Acerca da possibilidade de indenização por danos morais, decorrentes da violação dos direitos da criança, tem-se o respeitável entendimento da i. Ministra do Superior Tribunal de Justiça Nancy Andrighi:
"Civil e processual civil. Família. Abandono afetivo. Compensação por dano moral. Possibilidade. – 1. Inexistem restrições legais à aplicação das regras concernentes à responsabilidade civil e o consequente dever de indenizar/compensar no Direito de Família. 2. O cuidado como valor jurídico objetivo está incorporado no ordenamento jurídico brasileiro não com essa expressão, mas com locuções e termos que manifestam suas diversas desinências, como se observa do art. 227 da CF/88. 3. Comprovar que a imposição legal de cuidar da prole foi descumprida implica se reconhecer a ocorrência de ilicitude civil, sob a forma de omissão. Isso porque o non facere, que atinge um bem juridicamente tutelado, leia-se, o necessário dever de criação, educação e companhia – de cuidado – importa em vulneração da imposição legal, exsurgindo, daí, a possibilidade de se pleitear compensação por danos morais por abandono psicológico. 4. Apesar das inúmeras hipóteses que minimizam a possibilidade de pleno cuidado de um dos genitores em relação à sua prole, existe um núcleo mínimo de cuidados parentais que, para além do mero cumprimento da lei, garantam aos filhos, ao menos quanto à afetividade, condições para uma adequada formação psicológica e inserção social. 5. A caracterização do abandono afetivo, a existência de excludentes ou, ainda, fatores atenuantes – por demandarem revolvimento de matéria fática – não podem ser objeto de reavaliação na estreita via do recurso especial. 6. A alteração do valor fixado a título de compensação por danos morais é possível, em recurso especial, nas hipóteses em que a quantia estipulada pelo Tribunal de origem revela-se irrisória ou exagerada. 7. Recurso especial parcialmente provido." (REsp 1159242/SP, Rel.ª Min.ª Nancy Andrighi, Terceira Turma, j. em 24.04.2012, DJe de 10.05.2012.)

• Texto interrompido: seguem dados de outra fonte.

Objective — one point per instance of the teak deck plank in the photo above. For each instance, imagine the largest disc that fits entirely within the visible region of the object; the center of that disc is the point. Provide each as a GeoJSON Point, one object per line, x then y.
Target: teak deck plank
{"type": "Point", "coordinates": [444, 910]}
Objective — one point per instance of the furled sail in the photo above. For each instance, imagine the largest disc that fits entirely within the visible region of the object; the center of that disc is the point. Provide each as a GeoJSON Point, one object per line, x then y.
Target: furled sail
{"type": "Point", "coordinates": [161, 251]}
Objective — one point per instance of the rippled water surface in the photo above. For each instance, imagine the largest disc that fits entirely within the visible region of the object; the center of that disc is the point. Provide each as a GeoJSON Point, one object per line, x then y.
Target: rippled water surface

Acrescente-se que, quando da justificativa do Estatuto da Criança e do Adolescente, o saudoso Presidente Tancredo Neves assim se expressou:
"A criança é a nossa mais rica matéria-prima. Abandoná-la à sua própria sorte ou desassisti-la em suas necessidades de proteção e amparo é crime de lesa-pátria".

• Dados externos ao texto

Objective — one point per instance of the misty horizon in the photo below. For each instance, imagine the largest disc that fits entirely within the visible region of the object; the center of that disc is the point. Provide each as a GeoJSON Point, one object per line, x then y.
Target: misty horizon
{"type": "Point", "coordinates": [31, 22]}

Em arremate, importa ainda ressaltar que, quando da concepção, o apelante não tinha vergonha da mãe da apelada, mas, agora que a infante veio ao mundo, ele se sente envergonhado de dizer que é seu pai biológico.

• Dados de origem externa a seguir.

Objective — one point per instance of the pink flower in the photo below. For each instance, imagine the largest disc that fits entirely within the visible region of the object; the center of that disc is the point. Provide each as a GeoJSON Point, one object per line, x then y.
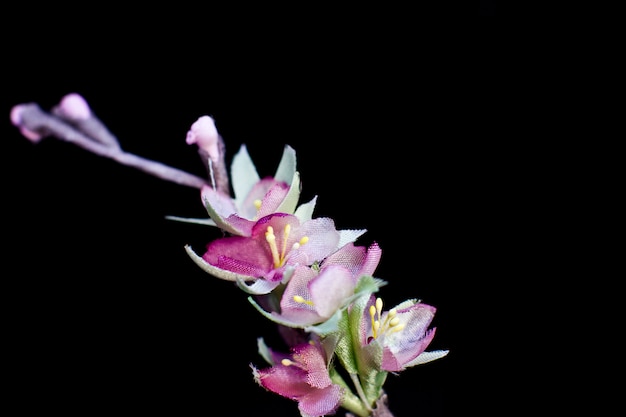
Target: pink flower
{"type": "Point", "coordinates": [277, 244]}
{"type": "Point", "coordinates": [314, 295]}
{"type": "Point", "coordinates": [397, 339]}
{"type": "Point", "coordinates": [303, 377]}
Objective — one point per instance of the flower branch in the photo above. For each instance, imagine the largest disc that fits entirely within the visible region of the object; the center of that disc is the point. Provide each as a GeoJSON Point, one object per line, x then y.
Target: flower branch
{"type": "Point", "coordinates": [299, 271]}
{"type": "Point", "coordinates": [73, 122]}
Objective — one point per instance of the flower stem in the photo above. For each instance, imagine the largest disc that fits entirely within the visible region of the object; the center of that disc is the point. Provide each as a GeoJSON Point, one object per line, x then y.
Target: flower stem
{"type": "Point", "coordinates": [34, 119]}
{"type": "Point", "coordinates": [359, 390]}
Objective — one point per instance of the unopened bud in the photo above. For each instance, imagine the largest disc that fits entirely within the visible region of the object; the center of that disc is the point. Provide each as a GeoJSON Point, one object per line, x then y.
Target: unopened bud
{"type": "Point", "coordinates": [73, 106]}
{"type": "Point", "coordinates": [16, 119]}
{"type": "Point", "coordinates": [204, 133]}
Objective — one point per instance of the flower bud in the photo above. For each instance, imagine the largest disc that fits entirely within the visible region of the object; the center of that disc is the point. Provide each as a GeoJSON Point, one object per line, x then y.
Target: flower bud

Daí, seria de perguntar: será que amanhã ele terá vergonha da apelada vir exercer seu direito de voto para o apelante? Ou ainda: será que ele teria vergonha de seus eleitores ou de seus adversários políticos?
Finalizando, ouso dizer ainda que a herança que o Senhor concede são os filhos, bênçãos de Deus que prolongam a vida e o nome dos pais, sendo que os pais devem assumir a responsabilidade que lhes cabe pela vida dos filhos.
Presente, portanto, a tríade necessária à configuração do dever de indenizar, deve ser mantida a sentença que reconheceu a ofensa moral praticada pelo apelante à apelada.
Com tais considerações, nego provimento ao recurso, mantendo a sentença proferida bem como lançada.
Custas recursais, pelo apelante.
Votaram de acordo com o Relator os Desembargadores Rogério Coutinho e Alexandre Santiago.
Súmula – NEGARAM PROVIMENTO AO RECURSO.